World News


The UN, North Korea and the Scourge of Human Trafficking

On June 28th, the U.S. State Department released its annual Trafficking in Persons Report (TIP). The Secretary of State, Mike Pompeo, and the president’s daughter, Ivanka Trump, calmly took to the podium to discuss the report. The release of this year’s report, mandated by Congress under the Trafficking Victim Protection Act (TVPA) of 2000, came shortly after the president met with Kim Jong-Un in Singapore. There is no way of knowing if the issue of human rights was addressed, but the prevailing wisdom indicates it was not. The TIP ranks each nation according to tiers – one being the best, three is the worst. This year’s TIP report placed North Korea under Tier 3 for failing to meet the standards set forth by the TVPA.

The United Nations plays a vital role in halting human trafficking. To raise the visibility of this issue, each year it dedicates July 30th as World Day against Trafficking in Persons. Human trafficking is a global problem that does not respect borders. Traffickers are cunning and manipulative preying upon society’s most vulnerable. Oftentimes victims are led to believe they are being brought to a country to find a better life; in most cases, the opposite is true. These people lose their identity and are forced into slavery. This problem often remains invisible as those who are affected are marginalized peoples of the world. However, loyal people of good conscience at the UN are shedding light where darkness resides.
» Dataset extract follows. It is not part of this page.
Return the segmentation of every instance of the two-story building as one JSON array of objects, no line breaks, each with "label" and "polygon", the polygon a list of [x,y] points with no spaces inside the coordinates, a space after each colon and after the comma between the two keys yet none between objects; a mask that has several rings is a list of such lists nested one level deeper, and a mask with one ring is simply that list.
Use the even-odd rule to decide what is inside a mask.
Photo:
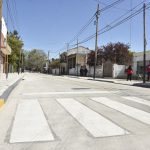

UN agencies such as the International Labour Organization (ILO), International Organization for Migration (IOM) have partnered with the Walk Free Foundation to educate the global community regarding the heinous nature of trafficking through the publication of the Global Slavery Index. In 2016, the ILO estimated there were 40.3 million human trafficking victims worldwide; 24.9 million people in forced labor and 15.4 million in forced marriage. For every 1,000 people, 5.4 are victims of modern slavery with 1 in 4 a child. It is estimated that human trafficking is a $150 billion global industry. The data reflects the fact that the disproportionate number of victims of trafficking (71%) are women and girls, according to the Walk Free Foundation.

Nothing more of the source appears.